Sunday, February 14, 2010

Black History Month

Preventing Prejudice in Children By Valuing Differences

The terrific graphic to the left is from the Waterloo Public Library, 451 Commercial St., Waterloo, IA 50701

The article content below can be found at

February is Black History Month. The children will be learning about famous African Americans and civil rights in school. But, this week, we would like to honor Black History Month by discussing how nannies and au pairs can help raise children that appreciate differences and resist bias and prejudice.

As much as we would like to be a color-blind, a gender-blind, and an age-blind society, we aren't. So don't ignore the issues of racism and sexism (and ageism and other prejudices) just because they make you uncomfortable.

Children learn their attitudes from us -- the adults around them. Caregivers are essential in helping children to resist biases and prejudice. You can begin to battle the influence of bias in our culture by teaching the children in your care to value differences. One way to start is by encouraging the children to appreciate their own uniqueness. You can introduce children to the notion of differences by starting with their own family. Then you can compare your own family to your charge's family.

1. Do different members of their family have different color hair (black, brown, blond, red, gray, white)?

2. Do they have different textures of hair (curly, straight, thick, wispy, bald)?

3. Do they have different color eyes (brown, blue, hazel)?

4. Are there differences between your family and your charge’s family?

Acknowledging and valuing the diverse physical traits within their own family (or their family and your family) can help children appreciate diversity.

In teaching a child respect and tolerance for different people, start with concepts they'll understand. African American? Latino? No. Toddlers do not understand these adult labels. Instead, start by talking about gender and skin color — the real color: not black and white, but brown, tan, beige, and pink. Then you can talk about the shape of eyes, the color and texture of hair, and other obvious differences.

How is the child special? She's two-years old. She has a particular hair color, eye color, and skin color. Her ancestors have a specific cultural heritage. Sharing stories of people — family members, historical figures, or contemporary role models — from her ethnic group of whom you feel proud can also build an appreciation of your child's cultural heritage. The child also has a distinctive name, which may reflect some family history or cultural background.

Defining the ways in which the child is unique or special is a great way to encourage her to value differences because toddlers love talking and learning about themselves. By talking in a positive way about the toddler's physical characteristics and cultural heritage, you will help her build a positive sense of self. And if she learns to value what makes her different from others, your toddler will be more open to the notion of appreciating the differences of others as well.

Tomorrow: President's Day
Tuesday: Respecting Differences for Black History Month by Be the Best Nanny Newsletter


Anonymous said...

Super, terrific article! Nannies are essential to teaching children to respect others. What better way to teach children to respect others than nannies and au pairs who are often from a different culture and often a different race than the children they care for 60 hours per week! Start with yourself! If you respect others the children will follow your lead.

Imani Okoro
Miami FL

Anonymous said...

Thank you for this. I am a different religion from the children I am nannying for. We learn much from one another and mostly we are the same.

Manuela Rodriguez
Houston TX

Anonymous said...

Excellent topic. I have a really big problem, I am very concerned about the family I babysit for. I don't like the father. He is a racist. I am trying to stomach him and help the kids learn to appreciate others by my example. I probably won't be able to work with him much longer due to his racist bigoted attitude.

Anonymous said...

To the comment above about working for a racist dad, I would look for a new job. You cannot teach an old dog new tricks. We work so closely with the parents it would be hard to work with someone like that.

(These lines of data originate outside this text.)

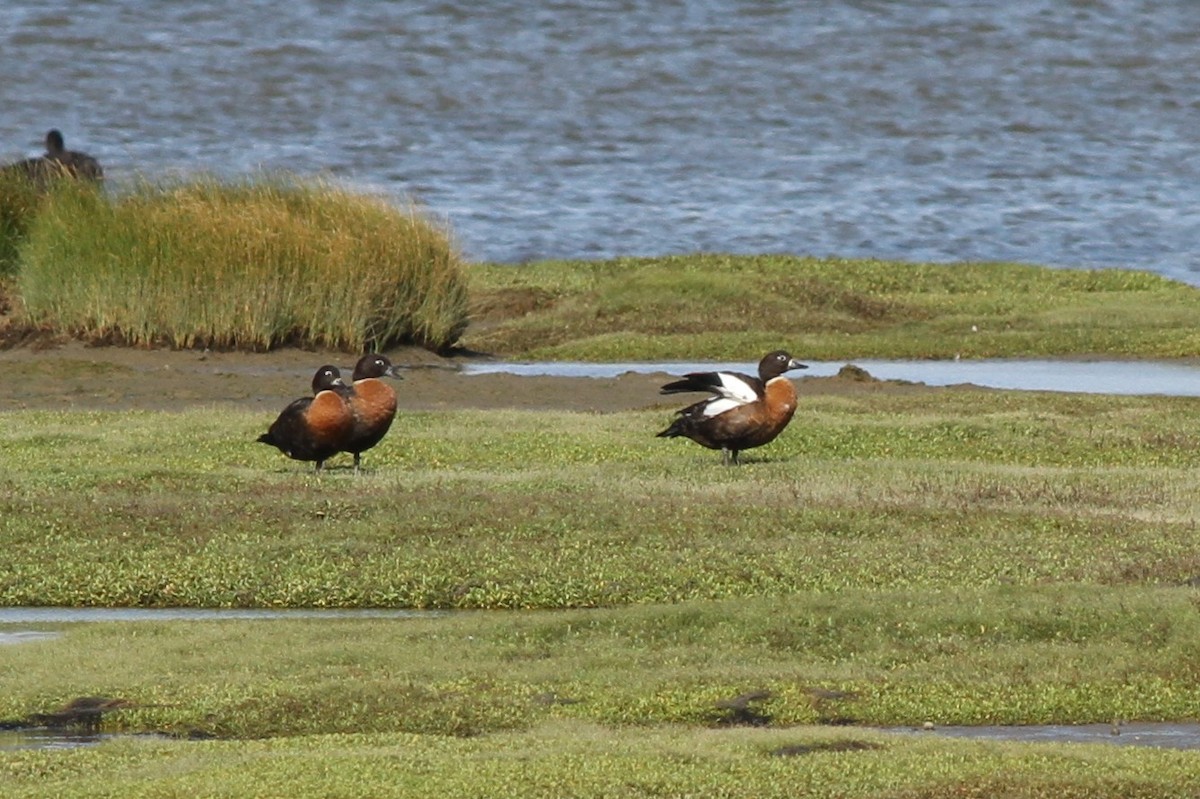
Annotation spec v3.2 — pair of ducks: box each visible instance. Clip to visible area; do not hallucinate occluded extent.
[262,349,806,472]
[257,353,400,473]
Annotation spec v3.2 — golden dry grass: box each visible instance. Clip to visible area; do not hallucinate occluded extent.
[15,176,469,351]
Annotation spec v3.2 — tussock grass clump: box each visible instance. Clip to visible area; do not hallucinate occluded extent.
[16,176,468,351]
[0,169,50,276]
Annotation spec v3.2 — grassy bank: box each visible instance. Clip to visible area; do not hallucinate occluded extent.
[6,252,1200,794]
[3,588,1200,739]
[465,254,1200,360]
[3,386,1200,739]
[10,176,468,351]
[9,206,1200,361]
[4,385,1200,792]
[4,389,1200,609]
[7,722,1198,799]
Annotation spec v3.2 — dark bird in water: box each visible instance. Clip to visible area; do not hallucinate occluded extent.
[4,129,103,185]
[657,350,807,465]
[343,353,402,472]
[257,365,355,473]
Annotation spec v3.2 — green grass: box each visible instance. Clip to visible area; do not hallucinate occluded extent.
[5,387,1200,794]
[465,254,1200,360]
[6,723,1198,799]
[4,391,1200,608]
[4,391,1200,728]
[13,176,468,351]
[4,588,1200,739]
[3,592,1200,796]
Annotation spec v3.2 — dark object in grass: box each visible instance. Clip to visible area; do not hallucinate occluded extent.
[25,696,132,732]
[343,353,402,473]
[713,689,773,727]
[805,686,861,725]
[257,365,355,473]
[3,129,103,186]
[657,350,807,465]
[770,740,884,757]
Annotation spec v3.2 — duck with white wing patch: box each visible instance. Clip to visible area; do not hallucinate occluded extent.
[656,350,807,465]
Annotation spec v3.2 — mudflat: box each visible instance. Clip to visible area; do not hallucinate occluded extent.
[0,342,916,415]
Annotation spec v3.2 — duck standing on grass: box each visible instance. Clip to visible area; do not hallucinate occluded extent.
[657,350,807,465]
[343,353,402,473]
[257,365,355,473]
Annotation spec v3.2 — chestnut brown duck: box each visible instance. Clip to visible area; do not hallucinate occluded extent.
[657,350,807,465]
[257,365,354,473]
[343,353,402,472]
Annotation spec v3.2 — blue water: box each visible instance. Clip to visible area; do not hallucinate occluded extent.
[0,607,428,624]
[891,723,1200,750]
[2,1,1198,279]
[463,359,1200,397]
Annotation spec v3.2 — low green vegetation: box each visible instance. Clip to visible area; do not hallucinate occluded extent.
[4,391,1200,609]
[3,588,1200,739]
[3,390,1200,753]
[11,176,468,351]
[5,254,1200,794]
[466,254,1200,360]
[6,723,1198,799]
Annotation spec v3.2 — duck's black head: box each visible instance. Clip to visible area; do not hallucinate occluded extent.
[44,129,65,155]
[310,364,346,393]
[757,350,807,381]
[353,353,401,381]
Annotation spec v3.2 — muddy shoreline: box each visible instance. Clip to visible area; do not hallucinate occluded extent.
[0,342,916,414]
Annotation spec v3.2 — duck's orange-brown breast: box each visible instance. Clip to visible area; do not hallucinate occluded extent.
[760,376,799,436]
[306,391,354,446]
[352,379,398,428]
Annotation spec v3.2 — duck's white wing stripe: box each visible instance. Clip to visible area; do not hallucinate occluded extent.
[702,397,744,418]
[713,372,758,403]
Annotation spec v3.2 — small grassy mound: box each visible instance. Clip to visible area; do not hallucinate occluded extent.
[15,176,468,352]
[466,254,1200,360]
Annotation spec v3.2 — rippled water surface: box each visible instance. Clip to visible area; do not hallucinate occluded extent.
[2,1,1197,278]
[0,729,116,752]
[465,359,1200,396]
[892,723,1200,750]
[0,607,428,623]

It is great you want to influence the kids in a positive non racist way but you won't be able to change the parents. Good for you for trying.

I realize we all don't like everything about the family members we work for. But some things are intolerable.

Part-Time Nanny
Part-Time Tutor
Tonya, Tucson Arizona

lovebeingananny said...

For the nanny working for a racist father I think you should start looking for other jobs too. I guess this is the kind of thing you can't ask in a nanny interview or always sense during an interview. Be happy you haven't been discriminated against by him. We are an unregulated industry and it would be hard to prove a case of racism in court I think. I still groups like "Christian" nannies shouldn't exist. I don't think you could have AT&T hire only hire Christian employees. But that's just me.

AuPairDebbie said...

I don't think the father will discriminate the sitter above because he hired her. Had he been racist/biased about her race, gender, culture, ethnicity he wouldn't have hired her in the first place. Best to find another job.

Anonymous said...

For lady working with racist dad: while interviewing with families ask to speak to former employees before accepting the job to make sure the parents aren't prejudiced or racists.